What is not clear from research is whether breastfeeding helps make babies smarter, or influences whether they develop behavioral problems.

A new study published in Pediatrics shows that mostly, it does not: Children who are breastfed for at least six months show no statistically significant cognitive impact from the breastfeeding. And while they are less hyperactive at age three, that effect fades by age five.

“We weren’t able to find a direct causal link between breastfeeding and children’s cognitive outcomes,” Lisa Christine Girard, one of the authors, told NPR.

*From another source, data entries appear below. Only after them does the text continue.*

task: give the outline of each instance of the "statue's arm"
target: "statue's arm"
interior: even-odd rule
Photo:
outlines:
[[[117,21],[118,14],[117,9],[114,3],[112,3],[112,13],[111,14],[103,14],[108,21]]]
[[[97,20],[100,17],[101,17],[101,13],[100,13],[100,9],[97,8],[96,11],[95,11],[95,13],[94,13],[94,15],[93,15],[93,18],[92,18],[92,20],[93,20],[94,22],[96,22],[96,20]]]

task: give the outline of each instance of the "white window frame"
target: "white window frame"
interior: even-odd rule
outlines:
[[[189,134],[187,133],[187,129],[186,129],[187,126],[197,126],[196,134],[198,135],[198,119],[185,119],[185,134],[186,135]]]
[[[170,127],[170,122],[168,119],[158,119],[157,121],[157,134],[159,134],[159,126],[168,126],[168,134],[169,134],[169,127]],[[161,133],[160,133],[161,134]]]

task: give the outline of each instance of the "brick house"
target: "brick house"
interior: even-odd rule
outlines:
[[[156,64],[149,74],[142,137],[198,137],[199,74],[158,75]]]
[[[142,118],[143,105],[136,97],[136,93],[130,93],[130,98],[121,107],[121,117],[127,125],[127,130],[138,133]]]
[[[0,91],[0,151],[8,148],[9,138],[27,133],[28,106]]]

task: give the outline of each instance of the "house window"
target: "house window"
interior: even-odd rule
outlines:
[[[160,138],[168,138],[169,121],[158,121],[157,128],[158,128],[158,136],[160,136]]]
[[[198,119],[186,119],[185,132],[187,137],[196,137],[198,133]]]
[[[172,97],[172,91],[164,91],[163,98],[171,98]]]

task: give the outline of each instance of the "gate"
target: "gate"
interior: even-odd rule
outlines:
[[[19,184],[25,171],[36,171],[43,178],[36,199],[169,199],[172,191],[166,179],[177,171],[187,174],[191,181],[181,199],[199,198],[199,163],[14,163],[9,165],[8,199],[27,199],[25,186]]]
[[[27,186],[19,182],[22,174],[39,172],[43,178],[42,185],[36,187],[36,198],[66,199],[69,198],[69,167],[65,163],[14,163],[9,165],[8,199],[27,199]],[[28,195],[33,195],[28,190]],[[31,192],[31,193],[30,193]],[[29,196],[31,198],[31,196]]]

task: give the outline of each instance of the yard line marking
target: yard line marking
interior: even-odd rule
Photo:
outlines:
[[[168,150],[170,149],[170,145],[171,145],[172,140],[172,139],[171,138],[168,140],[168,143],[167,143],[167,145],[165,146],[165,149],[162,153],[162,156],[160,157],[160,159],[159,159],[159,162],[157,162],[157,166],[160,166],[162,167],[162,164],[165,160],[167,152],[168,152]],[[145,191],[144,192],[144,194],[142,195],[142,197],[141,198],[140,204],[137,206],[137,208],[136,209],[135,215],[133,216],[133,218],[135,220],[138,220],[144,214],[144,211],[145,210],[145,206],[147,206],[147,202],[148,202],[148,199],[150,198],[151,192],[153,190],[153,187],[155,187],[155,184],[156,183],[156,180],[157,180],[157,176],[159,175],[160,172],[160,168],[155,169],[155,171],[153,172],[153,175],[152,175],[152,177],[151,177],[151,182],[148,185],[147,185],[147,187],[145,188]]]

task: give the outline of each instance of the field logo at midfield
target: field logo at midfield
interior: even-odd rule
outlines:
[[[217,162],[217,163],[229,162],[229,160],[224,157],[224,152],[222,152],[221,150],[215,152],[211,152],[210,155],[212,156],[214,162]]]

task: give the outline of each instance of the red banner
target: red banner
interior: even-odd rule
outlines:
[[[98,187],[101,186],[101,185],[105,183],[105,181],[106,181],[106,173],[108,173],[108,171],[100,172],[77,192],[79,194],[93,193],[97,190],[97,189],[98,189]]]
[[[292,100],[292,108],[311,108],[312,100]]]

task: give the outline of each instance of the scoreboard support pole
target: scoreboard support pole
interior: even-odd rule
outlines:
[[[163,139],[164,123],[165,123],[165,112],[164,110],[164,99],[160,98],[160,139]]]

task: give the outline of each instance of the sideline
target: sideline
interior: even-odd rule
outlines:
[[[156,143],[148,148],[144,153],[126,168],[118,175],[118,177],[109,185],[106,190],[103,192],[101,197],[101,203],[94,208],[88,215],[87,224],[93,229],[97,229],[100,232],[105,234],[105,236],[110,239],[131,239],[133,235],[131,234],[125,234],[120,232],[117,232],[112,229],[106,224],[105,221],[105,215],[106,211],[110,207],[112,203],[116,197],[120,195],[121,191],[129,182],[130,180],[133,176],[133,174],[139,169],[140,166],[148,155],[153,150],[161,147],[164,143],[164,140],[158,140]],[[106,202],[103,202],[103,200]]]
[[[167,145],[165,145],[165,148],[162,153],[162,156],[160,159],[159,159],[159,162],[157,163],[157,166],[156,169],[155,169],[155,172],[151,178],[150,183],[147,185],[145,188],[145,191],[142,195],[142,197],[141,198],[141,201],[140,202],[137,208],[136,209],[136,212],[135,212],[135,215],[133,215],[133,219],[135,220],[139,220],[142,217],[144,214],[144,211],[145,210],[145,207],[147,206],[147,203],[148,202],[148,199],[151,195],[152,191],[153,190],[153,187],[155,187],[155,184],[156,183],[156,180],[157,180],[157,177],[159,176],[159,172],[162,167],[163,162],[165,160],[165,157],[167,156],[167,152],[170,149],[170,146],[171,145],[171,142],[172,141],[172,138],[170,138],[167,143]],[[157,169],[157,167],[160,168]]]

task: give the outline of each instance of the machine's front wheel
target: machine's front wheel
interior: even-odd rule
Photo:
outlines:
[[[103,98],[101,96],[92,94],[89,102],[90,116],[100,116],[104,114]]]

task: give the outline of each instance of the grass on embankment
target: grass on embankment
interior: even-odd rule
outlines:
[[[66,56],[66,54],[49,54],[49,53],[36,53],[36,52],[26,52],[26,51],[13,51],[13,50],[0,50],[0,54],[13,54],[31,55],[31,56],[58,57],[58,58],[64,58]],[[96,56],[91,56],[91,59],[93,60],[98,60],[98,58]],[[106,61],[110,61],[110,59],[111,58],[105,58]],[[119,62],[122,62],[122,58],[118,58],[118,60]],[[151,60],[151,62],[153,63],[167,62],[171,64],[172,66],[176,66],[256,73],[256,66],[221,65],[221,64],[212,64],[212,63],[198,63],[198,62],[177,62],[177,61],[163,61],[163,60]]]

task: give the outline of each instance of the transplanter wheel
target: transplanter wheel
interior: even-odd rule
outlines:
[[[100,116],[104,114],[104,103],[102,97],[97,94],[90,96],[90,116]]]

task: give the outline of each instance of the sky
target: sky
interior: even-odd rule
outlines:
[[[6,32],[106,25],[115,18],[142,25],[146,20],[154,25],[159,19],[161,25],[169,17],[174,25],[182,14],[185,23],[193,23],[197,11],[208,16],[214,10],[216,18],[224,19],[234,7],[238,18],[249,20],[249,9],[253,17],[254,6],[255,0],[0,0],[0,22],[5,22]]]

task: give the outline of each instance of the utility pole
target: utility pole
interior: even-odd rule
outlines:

The study looked at about 7,500 children in Ireland. Information was collected from parent and teacher reports and standardized assessments regarding children’s problem behaviors, expressive vocabulary, and cognitive abilities when kids were age three, and again when they were five years old. Mothers provided breastfeeding information.

Part of what makes studying the impact of breastfeeding so tricky is that women who chose to breastfeed often share other characteristics, the authors note in the study: They often have higher levels of education and they engage in fewer risky behaviors during pregnancy like smoking. That makes it harder to differentiate what is the benefit of breast milk, or the skin-to-skin contact of nursing versus what is driven by IQ, education, and socioeconomic status.

“The main challenge facing researchers who seek to examine the impact of breastfeeding on child outcomes is an inability to randomly assign individual mothers to breastfeed or not,” wrote Lydia Furhman in an accompanying editorial in Pediatrics.

That makes broad-based population studies like this one more attractive. In the study, breastfed children scored slightly higher on cognitive and non-cognitive functions. But when the researchers applied a statistical method to control for other socioeconomic influences, only one of 13 measures—hyperactivity—remained statistically significant. Children who were breastfed for at least six months were less hyperactive at three years, but that effect wore off by the time they were five.

In other words, once the researchers accounted for things like a mother’s education or her income, the stand-alone effects of breastfeeding faded.

Even if the latest study does not show a cognitive impact, other studies suggest there may be a small IQ boost, and there are plenty of other health benefits of breastfeeding for babies, such as the ability to better fight infection. Furhman noted that at least four reputable studies have shown breastfeeding to improve performance on IQ testing by 1.76 points, suggesting a “small but durable impact of breastfeeding on intelligence.”

For the affluent and well-educated, such findings have long fueled mommy wars (and the accompanying maternal guilt) over if, when, and for how long mothers should breastfeed. But the real question goes to the disadvantaged, and what policies can help inform both their decision to breastfeed and their ability to follow through. There is ample evidence, including from this most recent study, showing that younger, unmarried, poor, and ethnic minorities are less likely to breastfeed. As Furhman notes, the challenge is how to give mothers ”the chance to choose to breastfeed and to succeed.”